Um pequeno risco de anafilaxia também tem sido descrito, por esse motivo ressaltamos a importância da realização da aplicação destes medicamentos em ambiente de hospital-dia, com supervisão médica.

No futuro, o desenvolvimento de biomarcadores poderá auxiliar a prever o risco de eventos adversos, especialmente reações imediatas, para as quais protocolos de investigação e dessensibilização precisam ser aprimorados e padronizados. Deste modo, consideramos importante o monitoramento clínico e laboratorial de eventos adversos (por exemplo: eosinopenia ou eosinofilia).

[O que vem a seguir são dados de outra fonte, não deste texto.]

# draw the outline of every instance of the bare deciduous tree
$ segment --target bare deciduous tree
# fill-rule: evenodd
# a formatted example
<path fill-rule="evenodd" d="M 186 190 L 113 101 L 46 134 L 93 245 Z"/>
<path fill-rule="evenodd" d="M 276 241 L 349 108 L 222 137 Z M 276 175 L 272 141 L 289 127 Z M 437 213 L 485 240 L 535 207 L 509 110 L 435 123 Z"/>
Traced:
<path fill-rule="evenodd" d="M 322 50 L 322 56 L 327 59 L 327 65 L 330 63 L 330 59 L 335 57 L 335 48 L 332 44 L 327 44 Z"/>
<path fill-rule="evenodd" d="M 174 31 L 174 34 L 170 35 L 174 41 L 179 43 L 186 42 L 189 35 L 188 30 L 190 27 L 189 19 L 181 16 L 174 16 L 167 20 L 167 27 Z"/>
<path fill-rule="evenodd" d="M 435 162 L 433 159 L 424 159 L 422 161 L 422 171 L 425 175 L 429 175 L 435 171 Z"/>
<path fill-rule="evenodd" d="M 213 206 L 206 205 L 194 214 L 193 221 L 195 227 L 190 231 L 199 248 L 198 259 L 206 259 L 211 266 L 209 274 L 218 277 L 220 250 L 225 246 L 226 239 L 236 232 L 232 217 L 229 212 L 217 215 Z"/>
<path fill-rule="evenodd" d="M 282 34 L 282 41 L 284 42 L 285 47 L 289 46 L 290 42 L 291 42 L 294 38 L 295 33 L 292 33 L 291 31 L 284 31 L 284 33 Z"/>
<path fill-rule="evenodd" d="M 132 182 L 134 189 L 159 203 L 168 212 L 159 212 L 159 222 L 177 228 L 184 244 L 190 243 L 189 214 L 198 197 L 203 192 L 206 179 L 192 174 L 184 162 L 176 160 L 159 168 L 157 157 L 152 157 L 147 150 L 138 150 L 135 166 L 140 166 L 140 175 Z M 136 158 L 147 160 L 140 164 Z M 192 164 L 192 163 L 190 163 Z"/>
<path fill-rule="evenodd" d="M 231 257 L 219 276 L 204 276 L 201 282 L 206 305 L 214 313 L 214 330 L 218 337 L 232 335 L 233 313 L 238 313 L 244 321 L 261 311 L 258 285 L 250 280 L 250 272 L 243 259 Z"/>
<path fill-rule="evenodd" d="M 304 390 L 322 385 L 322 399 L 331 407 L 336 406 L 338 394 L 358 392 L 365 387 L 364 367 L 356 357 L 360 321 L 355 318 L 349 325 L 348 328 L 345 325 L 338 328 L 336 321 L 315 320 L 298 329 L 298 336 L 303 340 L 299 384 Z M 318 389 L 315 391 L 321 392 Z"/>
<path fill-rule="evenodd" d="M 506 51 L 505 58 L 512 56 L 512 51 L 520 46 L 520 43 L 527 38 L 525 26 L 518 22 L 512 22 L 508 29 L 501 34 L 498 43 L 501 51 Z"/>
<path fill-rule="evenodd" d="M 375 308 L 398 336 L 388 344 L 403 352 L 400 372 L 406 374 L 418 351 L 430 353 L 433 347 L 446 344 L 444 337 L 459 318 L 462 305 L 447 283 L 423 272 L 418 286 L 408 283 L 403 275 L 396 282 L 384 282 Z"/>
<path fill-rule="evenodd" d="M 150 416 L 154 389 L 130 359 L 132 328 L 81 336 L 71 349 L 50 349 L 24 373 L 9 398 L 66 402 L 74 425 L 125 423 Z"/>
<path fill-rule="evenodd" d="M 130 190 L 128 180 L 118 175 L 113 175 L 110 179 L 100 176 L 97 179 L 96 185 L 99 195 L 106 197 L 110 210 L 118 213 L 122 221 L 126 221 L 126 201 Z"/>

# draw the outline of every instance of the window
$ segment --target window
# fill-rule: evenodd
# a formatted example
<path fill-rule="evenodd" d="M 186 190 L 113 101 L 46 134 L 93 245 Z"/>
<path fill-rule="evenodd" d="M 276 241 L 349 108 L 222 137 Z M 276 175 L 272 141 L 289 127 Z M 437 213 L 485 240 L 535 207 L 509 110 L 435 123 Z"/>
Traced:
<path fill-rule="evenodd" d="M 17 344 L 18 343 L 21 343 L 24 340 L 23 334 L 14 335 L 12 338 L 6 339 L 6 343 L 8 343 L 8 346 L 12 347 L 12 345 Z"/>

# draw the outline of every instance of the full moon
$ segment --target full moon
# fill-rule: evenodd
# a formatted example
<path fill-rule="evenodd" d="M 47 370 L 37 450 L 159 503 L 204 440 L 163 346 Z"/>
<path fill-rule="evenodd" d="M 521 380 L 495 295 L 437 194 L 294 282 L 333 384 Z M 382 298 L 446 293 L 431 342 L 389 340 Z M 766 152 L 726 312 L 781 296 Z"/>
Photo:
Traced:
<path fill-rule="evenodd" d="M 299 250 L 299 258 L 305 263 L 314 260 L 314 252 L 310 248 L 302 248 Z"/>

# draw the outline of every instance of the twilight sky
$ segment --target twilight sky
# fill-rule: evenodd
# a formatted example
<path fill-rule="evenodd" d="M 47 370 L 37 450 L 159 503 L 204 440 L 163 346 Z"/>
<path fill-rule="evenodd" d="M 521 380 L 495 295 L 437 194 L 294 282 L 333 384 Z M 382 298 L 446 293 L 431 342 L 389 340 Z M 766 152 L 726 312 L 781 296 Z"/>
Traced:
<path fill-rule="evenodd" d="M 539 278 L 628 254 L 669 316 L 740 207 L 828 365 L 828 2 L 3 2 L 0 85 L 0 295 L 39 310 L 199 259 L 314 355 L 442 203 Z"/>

Por fim, cabe ressaltar que o uso de imunossupressores, eventualmente utilizados no tratamento de doenças alérgicas, está associado a eventos adversos. Com o advento da medicina de precisão, os imunobiológicos serão cada vez mais incorporados à prática do alergista e imunologista. Essas drogas causam reações de hipersensibilidade, mas que, felizmente, em sua maioria não são de maior gravidade.